To cross an event horizon, an infinite time traverses for the rest of the
universe. Humphreys says that only a finite time passes.
He claims:
"Although the Schwarzschild time goes to infinity at point B,[the event
horizon-grm] the proper time [tau] does not. As the astronaut continues
falling past the event horizon, the Schwarzschild time *decreases (even while
the proper time is increasing), all the way to point C. [C is the
singularity-grm] Thus although the Schwarzschild time goes to infinity at
the event horizon, the *net* amount of Schwarzschild time elapsed in going
from A to C is finite.

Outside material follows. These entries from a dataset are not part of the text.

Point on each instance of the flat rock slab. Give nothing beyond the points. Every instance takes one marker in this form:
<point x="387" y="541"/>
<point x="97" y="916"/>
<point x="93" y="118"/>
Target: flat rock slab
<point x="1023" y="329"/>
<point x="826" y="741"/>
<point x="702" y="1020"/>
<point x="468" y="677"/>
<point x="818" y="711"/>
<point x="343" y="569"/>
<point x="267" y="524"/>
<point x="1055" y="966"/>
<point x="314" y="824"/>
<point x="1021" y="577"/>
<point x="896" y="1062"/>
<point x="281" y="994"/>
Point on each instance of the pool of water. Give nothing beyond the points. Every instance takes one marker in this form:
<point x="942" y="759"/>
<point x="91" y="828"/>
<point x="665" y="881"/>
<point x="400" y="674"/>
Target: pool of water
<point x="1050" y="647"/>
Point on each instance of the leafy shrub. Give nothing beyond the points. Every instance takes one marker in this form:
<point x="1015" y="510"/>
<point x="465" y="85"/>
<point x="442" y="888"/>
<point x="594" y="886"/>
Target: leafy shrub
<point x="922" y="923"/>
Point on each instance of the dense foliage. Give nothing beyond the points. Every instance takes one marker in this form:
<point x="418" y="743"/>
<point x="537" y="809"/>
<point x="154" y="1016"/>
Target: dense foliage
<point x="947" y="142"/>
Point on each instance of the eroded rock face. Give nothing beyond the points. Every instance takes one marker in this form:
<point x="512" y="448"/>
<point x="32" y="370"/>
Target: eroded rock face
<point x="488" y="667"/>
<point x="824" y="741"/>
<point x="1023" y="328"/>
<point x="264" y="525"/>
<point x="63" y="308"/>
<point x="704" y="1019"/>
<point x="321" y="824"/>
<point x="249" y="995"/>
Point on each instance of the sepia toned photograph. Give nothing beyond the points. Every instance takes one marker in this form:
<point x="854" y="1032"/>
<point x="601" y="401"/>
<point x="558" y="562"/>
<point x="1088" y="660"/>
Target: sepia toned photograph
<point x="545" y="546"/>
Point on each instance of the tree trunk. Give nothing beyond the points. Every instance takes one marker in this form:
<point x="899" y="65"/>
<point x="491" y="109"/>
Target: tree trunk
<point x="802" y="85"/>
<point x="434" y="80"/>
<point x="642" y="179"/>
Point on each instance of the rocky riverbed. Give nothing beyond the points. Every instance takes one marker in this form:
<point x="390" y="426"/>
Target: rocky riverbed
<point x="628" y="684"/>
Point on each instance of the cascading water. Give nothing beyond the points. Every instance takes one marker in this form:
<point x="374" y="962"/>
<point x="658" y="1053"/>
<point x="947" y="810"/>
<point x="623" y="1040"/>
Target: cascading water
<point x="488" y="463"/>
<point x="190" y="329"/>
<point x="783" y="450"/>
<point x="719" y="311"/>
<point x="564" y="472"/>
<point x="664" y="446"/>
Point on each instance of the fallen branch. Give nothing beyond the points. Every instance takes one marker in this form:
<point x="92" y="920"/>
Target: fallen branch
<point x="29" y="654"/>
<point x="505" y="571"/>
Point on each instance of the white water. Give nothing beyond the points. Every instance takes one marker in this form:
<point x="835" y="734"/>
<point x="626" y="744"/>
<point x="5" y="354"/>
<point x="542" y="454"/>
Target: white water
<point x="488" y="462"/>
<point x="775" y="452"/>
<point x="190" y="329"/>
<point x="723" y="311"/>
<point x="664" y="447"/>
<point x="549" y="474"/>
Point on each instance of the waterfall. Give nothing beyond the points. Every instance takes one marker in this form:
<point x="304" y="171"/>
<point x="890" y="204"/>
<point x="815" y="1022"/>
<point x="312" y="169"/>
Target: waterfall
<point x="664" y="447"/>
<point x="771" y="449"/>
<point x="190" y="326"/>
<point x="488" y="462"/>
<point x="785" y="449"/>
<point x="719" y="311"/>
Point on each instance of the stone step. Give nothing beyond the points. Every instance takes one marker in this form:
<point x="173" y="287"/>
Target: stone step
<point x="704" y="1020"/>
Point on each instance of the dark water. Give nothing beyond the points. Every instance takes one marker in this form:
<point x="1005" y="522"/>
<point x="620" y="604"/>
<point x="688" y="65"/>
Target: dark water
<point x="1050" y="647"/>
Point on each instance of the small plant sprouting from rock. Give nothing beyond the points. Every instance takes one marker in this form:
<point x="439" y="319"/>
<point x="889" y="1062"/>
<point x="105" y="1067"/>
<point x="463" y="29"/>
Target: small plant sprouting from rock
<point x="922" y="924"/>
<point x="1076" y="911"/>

The proper time elapsed is also finite, and it is
smaller than the net Schwarzchild time time elapsed." p. 278 D. Russell
Humphreys, "Progress toward A young-Earth Relativistic Cosmology", in Robert
Walsh Ed., Third International Conference on Creationism, {Pittsburgh:
1994}.p. 278.
Compare this to Misener Thorne and Wheeler, Gravitation, 1973,p. 821 speaking
of falling into a black hole. In the quote below, the gravitational radius
is the event horizon.
"...to reach the gravitational radius, r=2M, requires a finite lapse of
proper time, but an infinite lapse of coordinate time:"
This latter was what I always thought. A traveler could not really enter the
black hole before the universe engaged in the Big Crunch.
Humphreys, diagram also does not show the time coordinate inside the event
horizon inverting its direction. and becoming a +(ct)^2 rather than the
normal -(ct)^2.
Would any physicists out there care to comment? Is my understanding correct?